In my A Game Per Year project, my goal has been to read one roleplaying game corebook for every year they’ve been published. However, I soon started to feel that it was hard to decipher how the games were really meant to be played. For this reason, I decided to start a parallel project, An Adventure Per Year, to read one roleplaying adventure for each year they’ve been published.
Destroyer of Worlds is a “cinematic adventure” for Alien: the Roleplaying Game. As far as I can tell, this means solid production values with maps and handouts aplenty, a duration of maybe three sessions, a concise and usability-focused presentation and personal story motivations and secrets for the prewritten player characters.
This latter is especially noteworthy. During this reading project, I’ve started to think that for a large swathe of the traditional roleplaying game industry, designing motivations for individual player characters seems to be unfamiliar territory. When it’s done, it’s done badly. In Destroyer of Worlds, the motivational design is baseline average, already lifting it into a higher realm than the majority of comparable releases.

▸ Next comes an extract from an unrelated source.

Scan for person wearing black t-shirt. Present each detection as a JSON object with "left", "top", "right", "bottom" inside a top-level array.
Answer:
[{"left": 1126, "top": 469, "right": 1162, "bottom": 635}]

What’s interesting is that the adventure breaks down into acts and the characters have motivations spelled out for each act, on printed card the GM gives to the players. This way, it’s possible to have the fractuous group dynamics typical of horror scifi.
Alien: the Roleplaying Game is one of the best licensed games out there because it captures the bleak, relentlessly grim atmosphere of the movies very well. If there’s one survivor, that counts as a happy end. That same atmosphere pervades Destroyer of Worlds as well. The characters are Colonial Marines tasked with the capture of a squad of deserters on a moon that used to house an oil drilling operation and has since become a military outpost.
As the characters try to fulfill their objective, things start to go catastrophically wrong on a colony-wide scale. The scenario is not lacking for cinematic set-pieces, with all the special effects drama you’d expect from a high budget movie on display. This is one of the strengths of the design: The colony feels like a living environment where huge things happen, changing the terrain the characters are trying to navigate.
Usually the strategy of roleplaying game publishing is to have a corebook that contains the basic essentials of the game and a starter set that acts as an introductory product pointing people towards the corebook. Interestingly, Destroyer of Worlds refers the reader to both the Starter Set and the corebook (“page XX in the corebook and YY in the Starter Set“), meaning that you don’t need to buy the corebook at all. You can play perfectly well with just the Starter Set and this box. A few details that don’t appear in the Starter Set have even been reprinted here to make this as easy as possible.
This tactic feels sensible in that the game is geared towards one-shots and short campaigns. That means that for many players, all the detail available in the corebook is superfluous.